Is it clearer if I say that these words of Paul suggest that he does not understand “legal, forensic justification” as what meets our real need?

Mrs Ozera objected to Jason, “you believe that justification is not just being declared legally righteous, but requires us actually becoming righteous to some degree.” But I find that Paul’s claims that those who obey and actually DO good are the ones declared righteous and get eternal life supports those here who point out that ‘justify’ has the core meaning of actually “making us righteous” or just, not simply treating us as if we are righteous. As Paul puts it, Jesus gave himself to create a people who do “Not LIVE according to the sinful nature.” I find the whole Biblical narrative presents this sort of actual righteousness as the goal God desires to produce and is pursuing.

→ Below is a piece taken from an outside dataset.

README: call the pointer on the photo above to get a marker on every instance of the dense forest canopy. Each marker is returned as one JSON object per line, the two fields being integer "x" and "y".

I agree… there is NO such thing as “positional righteousness” as is often defined. We are simply righteous, but not according to any performance on our part; such righteousness was God’s gift in Christ to humanity. It is BECAUSE OF this we can then learn… “to renounce impiety and worldly passions, and to live sensible, righteous, and devout lives in the present age” — thus living in the fruit or reality of Christ’s righteousness. Responding to Christ helps righteousness become a lived reality, i.e., tapping into ‘eternal life’ as the present reality it is, as per the likes of… Jn 10:10b; 14:23; 16:33a, et al <<< this IS ‘eternal life’.

Check out this post HERE and give yourself about ¾ of an hour to see a good explanation between ‘righteousness’ as we see it as opposed to the reality of how God sees it.

The OP was a question about the concept ‘justification’, right?
26 It was to show his righteousness at the present time, so that he might be just and the justifier of the one who has faith in Jesus.

28 For we hold that one is justified by faith apart from works of the law.

It will be counted to us who believe in him who raised from the dead Jesus our Lord, 25 who was delivered up for our trespasses and raised for our justification.

Therefore, since we have been justified by faith, we have peace with God through our Lord Jesus Christ.

Since, therefore, we have now been justified by his blood, much more shall we be saved by him from the wrath of God.

I don’t think justification is a matter of character in the above verses; when Paul wants to speak about character, he does so plainly.

Sorry Bob I do not understand when you say

You’ll have to clarify that to me.

You said

YUP… there is a distinct difference between those who think that these scriptures are written to us and those who believe that they are historical. Every time you think you need to do something you’re screwed :laughing: The paradigm is different. :open_mouth:

Thanks

chad

And to me. While being ‘justified’ is by no means the end of the work that Christ has for us - and GMac, better than anyone imo, has the handle on that - still, ‘justification’ is a word Paul used, explaining it as a word approving that a person does believe in the God who raised Jesus from the dead. A person that believes that way is ‘justified’ - it’s not a word about holiness, or seeking to do good - Paul talks a lot about that in other places.

To help the gentile Roman Christians locate themselves in history, though, Paul goes back prior to Moses-Torah (the law) all the way to Abram, to show God’s righteousness in HIs faithfulness to that covenant even in the face of Israel’s and indeed all mankind’s failures and sin. God stayed faithful as always, and it should evoke faithfulness in us (from faith(fulness) to faith(fulness)).

Justification is God’s approval that we are on the right Way, by that kind of faith - in God who raised Jesus. And to go on that Way shows that we are justified. Nothing we can feel, but something we need to know.